Point at another .env file
Both up and secrets check accept --env-file <path> to read from a
file other than .env. This is how you keep one set of values per
environment, for example a .env.ci checked against in a pipeline:
$ lightshuttle secrets check --env-file .env.ci
The implicit .env is loaded only when it exists and is silently skipped
when absent. A file passed with --env-file is explicit, so it must
exist; the command errors if it does not.
Diagnose a failed boot
When up aborts at the preflight, it lists every required variable that
resolved to nothing. Reproduce the same diagnosis without a Docker daemon
by running secrets check, which uses the identical resolution engine:
$ rm .env
$ lightshuttle secrets check
secrets for project `secrets-demo`:
DEMO_DB_PASSWORD missing
DEMO_API_TOKEN default (dev-token)
DEMO_DB_PASSWORD is missing and the command exits non-zero. Restore the
value (in .env, in the process environment, or via --env-file) and the
check passes again. Because check needs no container runtime, it is the
fastest way to confirm a fix before re-running up.
Spot a divergent default
The same variable can be referenced in several places. When two references
declare different defaults, that is almost always a mistake: the value
your stack uses then depends on which resource reads it first. secrets check surfaces this by listing every distinct default it saw, sorted and
joined with |:
project:
name: divergent-demo
resources:
app:
container:
image: alpine:3.20
env:
LOG_A: ${env.LOG_LEVEL:-info}
LOG_B: ${env.LOG_LEVEL:-debug}
$ lightshuttle secrets check
secrets for project `divergent-demo`:
LOG_LEVEL default (debug | info)
all required secrets are set
A single default in the parentheses is normal. Two or more is a signal:
pick one value and make every reference agree, or set LOG_LEVEL
explicitly so the defaults no longer matter.

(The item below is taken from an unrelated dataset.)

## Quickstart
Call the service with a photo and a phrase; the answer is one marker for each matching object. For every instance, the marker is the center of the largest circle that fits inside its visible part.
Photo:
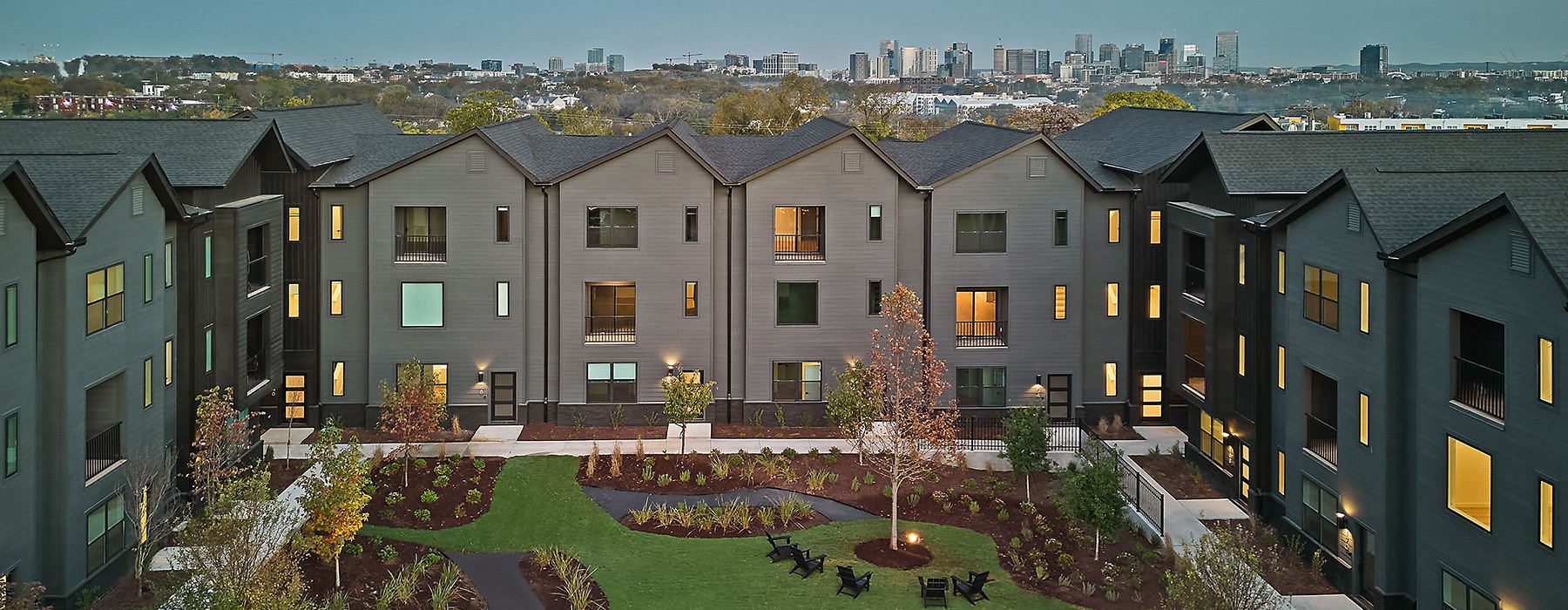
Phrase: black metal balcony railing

Gate a CI pipeline on secrets
Because secrets check exits non-zero when a required variable is missing,
it doubles as a cheap pipeline gate. Run it against the environment file
the pipeline provides, and the job fails before any container starts:
$ lightshuttle secrets check --env-file .env.ci
Pair it with lightshuttle validate --strict to catch both structural
manifest errors and missing secrets in the same stage.